Downtown Minneapolis will be teeming with year-round street life, criss-crossed by transit lines and a web of commercial and residential activity by 2020, Mayor R.T. Rybak told the city's business leaders Wednesday.

In his last appearance at the Downtown Council's annual meeting as mayor, Rybak outlined a bold vision of changes to sustain the goal of doubling downtown's population.

The plan relies on installing streetcars, reimagining Nicollet Mall and Hennepin Ave., improving retail options and developing around the new Vikings stadium, Rybak said.

The most unusual idea? Using steam from the Hennepin County garbage burner to heat sidewalks and more on Nicollet Mall.

"We may be able to grow palm trees on Nicollet Mall with all that wonderful steam that now goes up into the air," Rybak said, seemingly in jest. He also proposed better connections between the streets and skyways to improve street-level activity.

Several times during his 12-minute speech, the outgoing mayor highlighted the need for streetcars to complement the handful of light rail lines he expects will eventually run through Minneapolis. He said while the downtown population will double, there should be no additional cars on the street.

Conceding that "not everybody in this room is on board with the idea of the streetcar yet," Rybak emphasized that, "If we do not build a streetcar in this town, we will be transit gridlocked."

As for a redo of Nicollet Mall, Rybak said that financing and design plans will be in place by the end of the year.

"It's now time to do Nicollet Mall 3.0," Rybak said. "And Nicollet Mall may not even be called Nicollet Mall anymore. It will be Nicollet whatever, but it will be a great street."

Turning to what may have been his greatest political risk as mayor, Rybak said it is imperative that the new Vikings stadium not be surrounded by parking lots like its peers across the country.
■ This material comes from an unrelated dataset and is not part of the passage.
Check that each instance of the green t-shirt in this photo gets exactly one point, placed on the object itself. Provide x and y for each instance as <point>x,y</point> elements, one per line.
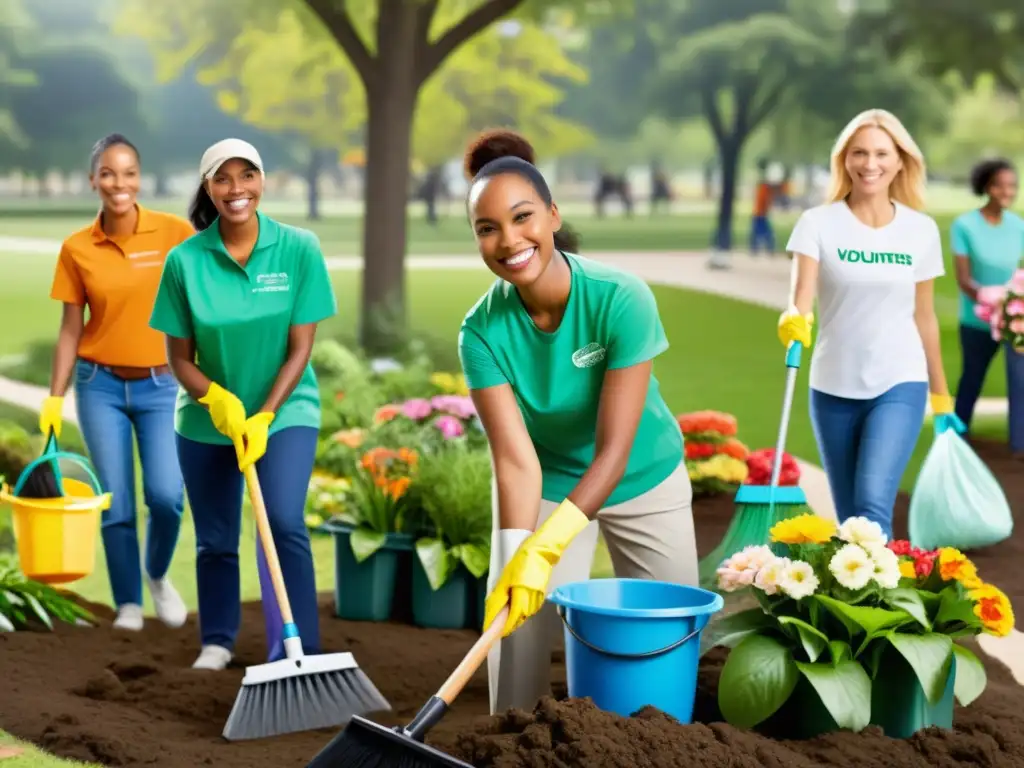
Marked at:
<point>240,318</point>
<point>994,251</point>
<point>610,322</point>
He said the area should instead be peppered with corporate campuses, housing and linkages to the downtown core through places like the Star Tribune land.

"We're going to see that football stadium connected with what we committed to," Rybak said. "We're going to surround it with development."

The downtown of the future will also be a more interconnected blend of residential and commercial uses, he envisioned. "We'll erase that imaginary line between where we live and where we work," Rybak said.

The mayor noted that retail will also play an important role in making the downtown of 2020 an attractive place. Better "retail management" is needed, he said, because "we have not figured out how to do retail right."